When Traffic Server is used as a delivery server for a video live streaming event, it's possible that there are a huge number of concurrent requests for the same object. Depending on the type of the object being requested, the cache lookup for those objects can result in either a stale copy of the object (e.g manifest files) or a complete cache miss (e.g segment files). ATS currently supports different types of connection collapse (e.g. read-while-writer functionality, stale_while_revalidate plugin etc), but, in order for the read-while-writer to kick-in, ATS requires the complete response headers for the object be received and validated. Until this happens, any number of incoming requests for the same object that result in a cache miss or a cache stale would be forwarded to the origin. For a scenario such as a live event, this leaves a sufficiently significant window, where there could be 100's of requests being forwarded to the origin for the same object. This scenario is what is commonly known as a Thundering Herd. It has been observed during production that this results in significant increase in latency for the objects waiting in read-while-write state.

Note that, there are also a couple of related settings open-read-retry-timeout and max-open-read-retries that can alleviate the thundering herd to some extent, by re-trying to acquire the read lock for the object. With these settings configured, ATS would retry to get the read lock for the configured amount of attempts each with the configured duration and if the read lock is still not available (due to the write lock being held by the first request that was forwarded to the origin - for e.g. due to the fact that the response headers have not been received yet), then all the waiting requests would simply be forwarded to the origin (by disabling cache for each of them).

It is almost impossible to get the above settings accurate to help in all possible situations (traffic, concurrent connections, network conditions etc). Due to this reason, a configurable workaround is proposed below that avoids the thundering herd completely. Justin Laue and Phil Sorber developed the initial proof-of-concept patch for this solution and it is now being discussed to make a generic stale-while-revalidate solution within the core and possibly deprecate the existing plugin solution which doesn't work well due to the write lock issue.

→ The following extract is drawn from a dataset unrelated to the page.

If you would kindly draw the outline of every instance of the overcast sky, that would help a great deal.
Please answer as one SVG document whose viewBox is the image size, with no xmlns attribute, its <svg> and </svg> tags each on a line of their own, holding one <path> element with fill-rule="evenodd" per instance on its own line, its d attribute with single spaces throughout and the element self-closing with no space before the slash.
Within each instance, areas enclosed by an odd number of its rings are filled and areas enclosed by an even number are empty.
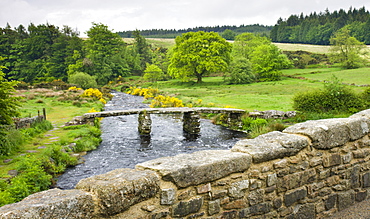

The solution being discussed/developed is as follows (being tracked in  TS-3549 - Getting issue details... STATUS ) :

On failing to obtain a write lock for an object (which means, there's likely another ongoing parallel request for the same object that was forwarded to the origin),

  - If it's a regular cache miss, based on a configured setting, a 502 error is returned to let the client (e.g. player) to reattempt. The 502 error also includes a special internal ATS header named @Ats-Internal with the appropriate value to allow for custom logging or for plugins to take any appropriate actions (e.g. prevent a fail-over if there's such a plugin that does fail-over on a regular 502 error). 

 - If it's a cache refresh miss, one of the below actions is taken depending on the configuration:

    *) Stale copy of the object is served if it's a valid cacheable response and is still within the max-stale-age.

    *)  If the stale copy can not be returned, either due to the age being greater than max_stale_age or the object otherwise being non-cacheable etc

           a) a 502 error is returned with a @Ats-Internal header explaining the reason

           b) request forwarded to the origin

The above solution still requires the below enhancements to satisfy RFC 5861 and completely replace the Stale-While-Revalidate plugin:

     *) Honor the stale-while-revalidate extensions of the Cache-Control header.

     *) Return the stale copy even for the first client request that requires a cache refresh.

Currently, this solution does not also support the Stale-If-Error functionality.